Most problematically there’s Steve Buscemi’s Garland Greene, the notorious “Marietta Mangler”, a fiend whose crimes we’re told make the Manson Family look like the Partridge Family. Even this murderer’s row of legit murderers fears Garland and his propensity for twisted violence.
It’s implied that Garland is a child molester as well, something that is played for laughs dark and tasteless and deeply uncomfortable laughs, the kind that get stuck in the throat. Cage may be Con Air’s diamond-hard moral core, a man whose compass always points in the right direction, but there’s a streak of pure, mean-spirited nihilism embodied by the film’s winking treatment of Garland as a horrific monster with blood on his hands but also a likable, wisecracking, philosophical goof if you catch him in the right mood.
In a deafeningly loud action extravaganza, Buscemi unexpectedly but compellingly underplays the role of a Jeff Dahmer-like serial killer who once wore a girl’s head as a hat. Garland does not raise his voice. He doesn’t need to.
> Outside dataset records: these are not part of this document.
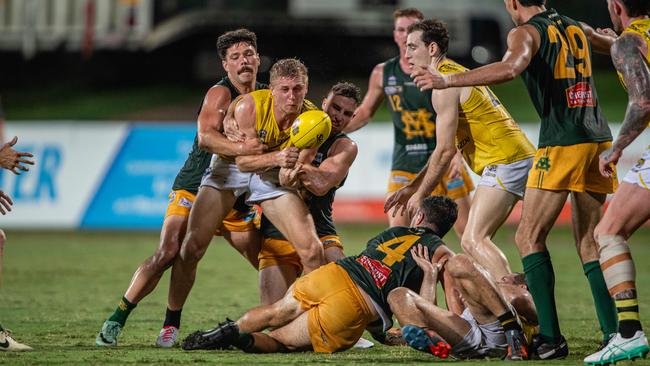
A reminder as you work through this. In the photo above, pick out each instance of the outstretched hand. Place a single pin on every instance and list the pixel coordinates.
(13, 160)
(608, 159)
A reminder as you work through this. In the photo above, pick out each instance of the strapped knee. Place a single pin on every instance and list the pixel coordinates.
(616, 263)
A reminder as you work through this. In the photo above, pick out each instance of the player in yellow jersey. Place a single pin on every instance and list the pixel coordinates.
(630, 207)
(414, 126)
(268, 115)
(473, 120)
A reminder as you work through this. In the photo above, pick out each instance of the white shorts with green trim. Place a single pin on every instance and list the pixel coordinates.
(508, 177)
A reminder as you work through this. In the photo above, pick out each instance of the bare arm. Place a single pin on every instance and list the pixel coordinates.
(523, 43)
(319, 180)
(210, 125)
(628, 56)
(371, 101)
(601, 42)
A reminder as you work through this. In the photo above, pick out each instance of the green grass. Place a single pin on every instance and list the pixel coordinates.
(60, 286)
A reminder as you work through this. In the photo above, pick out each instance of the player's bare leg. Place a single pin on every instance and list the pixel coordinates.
(247, 243)
(275, 280)
(210, 208)
(586, 212)
(292, 218)
(146, 277)
(627, 211)
(541, 209)
(490, 208)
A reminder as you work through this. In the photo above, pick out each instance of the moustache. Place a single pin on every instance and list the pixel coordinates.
(245, 69)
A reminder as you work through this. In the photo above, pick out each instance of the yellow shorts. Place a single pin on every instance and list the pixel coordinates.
(571, 168)
(453, 188)
(180, 203)
(337, 312)
(275, 252)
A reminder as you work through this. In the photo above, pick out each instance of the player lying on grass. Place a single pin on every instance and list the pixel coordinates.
(329, 309)
(491, 324)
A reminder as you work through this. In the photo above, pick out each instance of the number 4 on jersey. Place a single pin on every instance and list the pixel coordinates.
(396, 248)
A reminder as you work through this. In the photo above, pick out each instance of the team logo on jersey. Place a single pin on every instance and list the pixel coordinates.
(580, 95)
(377, 270)
(544, 163)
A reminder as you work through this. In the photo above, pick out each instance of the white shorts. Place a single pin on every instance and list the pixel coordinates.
(265, 186)
(640, 172)
(482, 340)
(225, 176)
(509, 177)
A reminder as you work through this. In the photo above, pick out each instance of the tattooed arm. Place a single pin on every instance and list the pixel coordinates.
(628, 56)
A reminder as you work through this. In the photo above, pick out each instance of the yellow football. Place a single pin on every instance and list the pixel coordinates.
(310, 129)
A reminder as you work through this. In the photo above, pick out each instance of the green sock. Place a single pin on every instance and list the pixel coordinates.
(541, 283)
(605, 307)
(122, 311)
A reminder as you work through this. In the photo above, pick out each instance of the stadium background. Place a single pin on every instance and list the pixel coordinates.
(105, 93)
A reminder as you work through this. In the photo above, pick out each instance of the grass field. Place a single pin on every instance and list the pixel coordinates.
(60, 286)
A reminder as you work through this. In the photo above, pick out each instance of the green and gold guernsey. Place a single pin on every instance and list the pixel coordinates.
(189, 177)
(320, 207)
(386, 263)
(560, 83)
(413, 119)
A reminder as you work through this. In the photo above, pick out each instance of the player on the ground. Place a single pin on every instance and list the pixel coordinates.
(473, 120)
(630, 207)
(268, 115)
(279, 263)
(498, 319)
(13, 160)
(238, 52)
(552, 54)
(329, 309)
(414, 122)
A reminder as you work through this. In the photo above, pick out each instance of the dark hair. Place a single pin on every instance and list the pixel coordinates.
(532, 2)
(288, 67)
(432, 31)
(348, 90)
(228, 39)
(636, 8)
(440, 211)
(408, 13)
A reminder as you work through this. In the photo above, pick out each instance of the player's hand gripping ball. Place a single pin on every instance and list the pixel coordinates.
(310, 129)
He commands fear and respect just by virtue of who he is and what he’s done.
In that respect, Buscemi might just have done too good of a job. His performance is so magnetic that it’s impossible to ignore it or its ragingly problematic elements. Speaking of problematic, the great Danny Trejo is regrettably typecast here as a figure out of Donald Trump’s nightmares, a rapist who brags that while he’s known as Johnny 23 thanks to the number of women he’s raped, but if the authorities knew the full truth they’d call him Johnny 600. Rounding out the stereotype brigade is a cross-dress convict who shows up very briefly in spots for comic relief.
When the convicts, led by scheming Cyrus the Virus, take over the plane just when our hero is about to know freedom it falls upon Cameron to battle an entire plane full of hardened criminals with unusual, impressive and extensive skill sets when it comes to death and destruction and ensure that his diabetic buddy Mike "Baby-O" O’Dell (Mykelti Williamson) gets the insulin shot he needs before he dies.
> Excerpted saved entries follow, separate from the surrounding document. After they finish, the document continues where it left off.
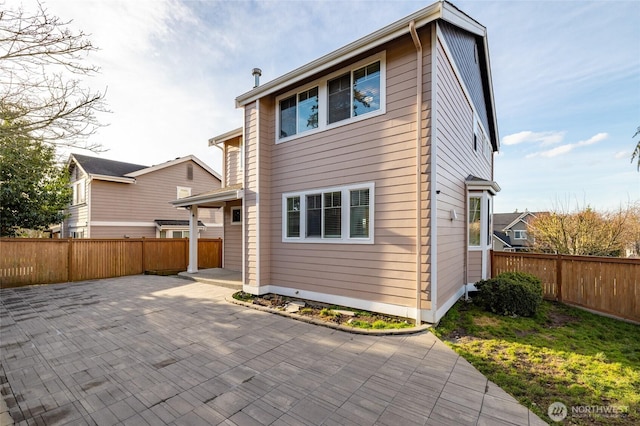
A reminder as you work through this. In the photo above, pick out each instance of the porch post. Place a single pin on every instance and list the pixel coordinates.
(193, 239)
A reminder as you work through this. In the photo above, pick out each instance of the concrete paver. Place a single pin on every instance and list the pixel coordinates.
(162, 350)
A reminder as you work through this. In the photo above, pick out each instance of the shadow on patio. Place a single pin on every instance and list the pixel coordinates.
(217, 276)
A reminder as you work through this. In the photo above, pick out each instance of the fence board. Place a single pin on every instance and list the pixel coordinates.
(43, 261)
(604, 284)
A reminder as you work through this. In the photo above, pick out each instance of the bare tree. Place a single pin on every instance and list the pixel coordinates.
(585, 232)
(41, 65)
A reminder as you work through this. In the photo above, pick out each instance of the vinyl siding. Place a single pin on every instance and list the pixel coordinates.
(456, 159)
(78, 214)
(233, 169)
(250, 190)
(232, 240)
(380, 149)
(149, 199)
(475, 266)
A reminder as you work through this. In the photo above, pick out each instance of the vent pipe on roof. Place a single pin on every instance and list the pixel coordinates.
(257, 72)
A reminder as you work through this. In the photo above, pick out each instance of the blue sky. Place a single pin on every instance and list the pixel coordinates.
(566, 77)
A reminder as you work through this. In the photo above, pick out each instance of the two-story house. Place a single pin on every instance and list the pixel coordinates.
(510, 231)
(114, 199)
(365, 178)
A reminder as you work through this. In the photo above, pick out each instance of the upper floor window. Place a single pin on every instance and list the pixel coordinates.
(339, 98)
(341, 215)
(519, 234)
(79, 192)
(299, 113)
(183, 192)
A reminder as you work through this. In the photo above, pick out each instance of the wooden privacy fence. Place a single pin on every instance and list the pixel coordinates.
(608, 285)
(41, 261)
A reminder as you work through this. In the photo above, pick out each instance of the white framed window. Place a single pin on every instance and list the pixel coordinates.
(519, 234)
(79, 192)
(345, 96)
(479, 212)
(174, 233)
(183, 192)
(299, 113)
(236, 215)
(475, 222)
(331, 215)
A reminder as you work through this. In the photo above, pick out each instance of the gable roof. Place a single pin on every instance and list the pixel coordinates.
(504, 221)
(440, 10)
(103, 167)
(119, 171)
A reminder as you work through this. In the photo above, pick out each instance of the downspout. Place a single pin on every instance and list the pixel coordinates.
(419, 65)
(223, 184)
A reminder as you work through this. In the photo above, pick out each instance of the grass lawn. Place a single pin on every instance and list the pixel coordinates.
(562, 354)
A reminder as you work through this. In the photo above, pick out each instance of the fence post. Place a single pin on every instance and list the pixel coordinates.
(559, 277)
(69, 260)
(144, 259)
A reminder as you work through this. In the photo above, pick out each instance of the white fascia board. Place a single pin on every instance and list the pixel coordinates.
(492, 187)
(173, 163)
(375, 39)
(204, 199)
(112, 178)
(217, 140)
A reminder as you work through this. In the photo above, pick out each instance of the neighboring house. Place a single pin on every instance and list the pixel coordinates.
(510, 231)
(113, 199)
(365, 178)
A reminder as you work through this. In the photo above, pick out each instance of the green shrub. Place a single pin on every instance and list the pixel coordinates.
(510, 293)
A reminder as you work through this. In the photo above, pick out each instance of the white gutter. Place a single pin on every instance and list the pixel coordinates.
(433, 178)
(419, 65)
(378, 38)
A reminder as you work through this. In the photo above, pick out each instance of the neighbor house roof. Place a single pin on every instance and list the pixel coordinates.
(101, 166)
(119, 171)
(439, 10)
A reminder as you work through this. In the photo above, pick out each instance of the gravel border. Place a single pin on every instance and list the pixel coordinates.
(354, 330)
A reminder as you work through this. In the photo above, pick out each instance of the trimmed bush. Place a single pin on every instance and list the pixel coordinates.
(510, 293)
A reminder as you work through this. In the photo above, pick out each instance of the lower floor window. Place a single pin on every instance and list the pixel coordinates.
(343, 214)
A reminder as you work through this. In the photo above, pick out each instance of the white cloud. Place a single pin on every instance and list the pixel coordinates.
(563, 149)
(546, 138)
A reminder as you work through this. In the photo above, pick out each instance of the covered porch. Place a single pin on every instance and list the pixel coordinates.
(218, 198)
(216, 276)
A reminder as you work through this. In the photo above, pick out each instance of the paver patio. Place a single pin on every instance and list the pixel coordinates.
(162, 350)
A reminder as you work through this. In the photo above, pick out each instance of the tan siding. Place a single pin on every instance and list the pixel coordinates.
(380, 150)
(78, 214)
(475, 266)
(250, 188)
(233, 169)
(456, 160)
(149, 198)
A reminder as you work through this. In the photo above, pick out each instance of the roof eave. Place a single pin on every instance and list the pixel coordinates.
(119, 179)
(217, 140)
(236, 194)
(377, 38)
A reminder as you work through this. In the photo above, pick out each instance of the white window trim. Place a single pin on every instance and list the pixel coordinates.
(322, 99)
(231, 211)
(345, 211)
(519, 232)
(485, 217)
(79, 189)
(182, 188)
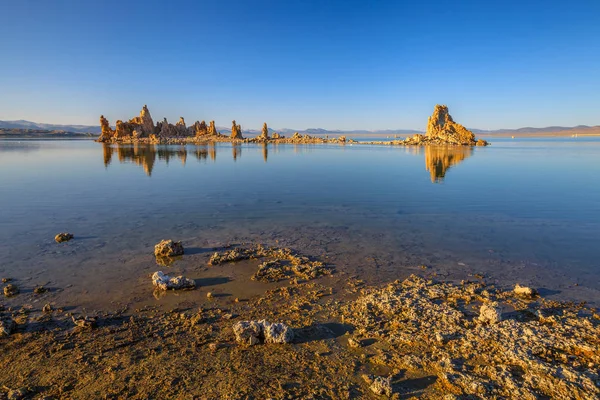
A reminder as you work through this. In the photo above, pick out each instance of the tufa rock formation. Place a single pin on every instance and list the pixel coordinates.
(441, 126)
(144, 123)
(236, 131)
(441, 129)
(107, 132)
(200, 128)
(212, 130)
(265, 133)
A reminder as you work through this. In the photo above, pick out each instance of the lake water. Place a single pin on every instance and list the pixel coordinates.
(521, 210)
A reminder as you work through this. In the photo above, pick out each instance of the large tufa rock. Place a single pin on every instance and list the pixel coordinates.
(181, 128)
(236, 131)
(168, 248)
(441, 126)
(255, 332)
(165, 129)
(200, 128)
(124, 129)
(144, 121)
(212, 130)
(107, 132)
(265, 133)
(165, 282)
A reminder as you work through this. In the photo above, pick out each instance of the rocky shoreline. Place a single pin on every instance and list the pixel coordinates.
(441, 130)
(417, 337)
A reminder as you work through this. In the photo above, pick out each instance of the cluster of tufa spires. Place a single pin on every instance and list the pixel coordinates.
(142, 126)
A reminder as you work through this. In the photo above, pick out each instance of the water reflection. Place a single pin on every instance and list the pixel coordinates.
(438, 159)
(236, 151)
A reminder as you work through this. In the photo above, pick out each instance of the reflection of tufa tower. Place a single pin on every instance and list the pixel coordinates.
(108, 150)
(438, 159)
(236, 151)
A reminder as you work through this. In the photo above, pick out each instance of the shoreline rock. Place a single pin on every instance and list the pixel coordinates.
(168, 248)
(164, 282)
(63, 237)
(441, 129)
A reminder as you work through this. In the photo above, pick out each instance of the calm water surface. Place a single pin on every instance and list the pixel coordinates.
(524, 210)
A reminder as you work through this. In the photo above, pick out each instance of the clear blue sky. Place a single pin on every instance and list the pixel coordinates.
(302, 64)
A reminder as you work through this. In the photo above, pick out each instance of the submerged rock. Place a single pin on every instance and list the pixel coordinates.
(63, 237)
(277, 332)
(165, 282)
(85, 322)
(490, 313)
(39, 290)
(255, 332)
(379, 385)
(7, 326)
(10, 290)
(168, 248)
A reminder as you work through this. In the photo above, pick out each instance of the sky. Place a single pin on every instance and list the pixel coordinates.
(302, 64)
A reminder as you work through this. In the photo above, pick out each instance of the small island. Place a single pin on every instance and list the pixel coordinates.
(441, 130)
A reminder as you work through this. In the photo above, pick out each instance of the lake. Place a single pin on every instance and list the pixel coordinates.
(520, 210)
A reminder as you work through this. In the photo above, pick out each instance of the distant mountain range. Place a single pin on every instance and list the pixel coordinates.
(95, 129)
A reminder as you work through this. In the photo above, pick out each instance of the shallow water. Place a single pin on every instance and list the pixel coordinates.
(521, 210)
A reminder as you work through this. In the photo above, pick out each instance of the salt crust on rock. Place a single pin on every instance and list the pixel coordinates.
(168, 248)
(254, 332)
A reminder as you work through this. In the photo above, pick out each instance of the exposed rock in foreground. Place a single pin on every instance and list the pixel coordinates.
(434, 327)
(282, 263)
(165, 282)
(420, 339)
(168, 248)
(255, 332)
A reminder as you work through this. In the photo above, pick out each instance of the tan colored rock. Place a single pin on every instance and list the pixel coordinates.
(181, 128)
(212, 130)
(200, 128)
(236, 131)
(490, 313)
(277, 332)
(265, 132)
(524, 291)
(168, 248)
(107, 132)
(442, 127)
(166, 130)
(379, 385)
(142, 125)
(247, 332)
(124, 129)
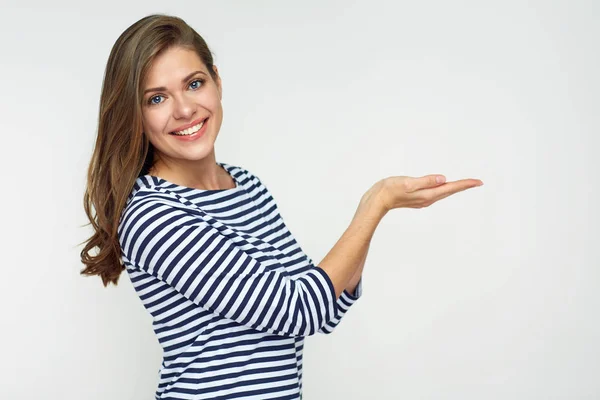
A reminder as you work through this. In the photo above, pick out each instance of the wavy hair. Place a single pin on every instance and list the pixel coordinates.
(122, 152)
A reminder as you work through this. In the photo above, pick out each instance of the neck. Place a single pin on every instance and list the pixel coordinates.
(202, 174)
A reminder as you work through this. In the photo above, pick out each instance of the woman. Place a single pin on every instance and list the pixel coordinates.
(231, 293)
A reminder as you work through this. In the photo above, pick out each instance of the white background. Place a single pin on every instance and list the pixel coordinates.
(492, 293)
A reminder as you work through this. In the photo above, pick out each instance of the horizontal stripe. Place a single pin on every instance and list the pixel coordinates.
(231, 293)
John Cusack costars as Vince Larkin, a US Marshall who believes that prisoners are human beings with rights and innate dignity and is consequently treated like a New Age Communist radical who wants to go a kissing date with every criminal he meets by his colleagues.
When the plane crash lands on the Vegas strip, Vince and Cameron join forces to keep the prisoners from escaping and unleashing an unholy crime wave the likes of which Las Vegas has never seen, and that’s saying something, since Las Vegas has a rather lax attitude towards crime, as evidenced by its controversial “Go ahead and do crimes here. We won’t snitch!” Ad campaign.
I have vague, distant memories of being not just disappointed but faintly disgusted by Con Air the first time around. It offended me morally as well as aesthetically, particularly regarding its treatment of Buscemi’s character. I am pleased to report, however, that in the ensuing twenty-three years I have loosened the fuck up and am now able to appreciate Con Air for what it is: enjoyable trash, a sleazy delight positively vibrating with pulpy, vulgar enemy.
The difference is Cage, of course. When the antagonists are pretty much ALL THE BAD GUYS IN THE WORLD, a bevy of colorful badasses played by legendary tough guy characters and talented newcomers like Chappelle you need a hero with the raw power and magnetism of a 1997-era Nicolas Cage, not to mention that glorious mane of hair.
Con Air is trash but it is exuberant trash, colorful trash, trash with personality and pizzazz. Cage would eventually run the whole action hero thing into the ground with an endless series of interchangeable direct-to-video movies where he played cops or crooks but at its glorious, endlessly celebrated beginning, when he banged out The Rock, Con Air and Face/Off in quick succession, indelibly establishing that the recent Oscar-winner and heavyweight thespian could more than hold his own in a giant action behemoth, it was a goddamn sight to behold, eminently worthy of being celebrated and endlessly, joyously revisited.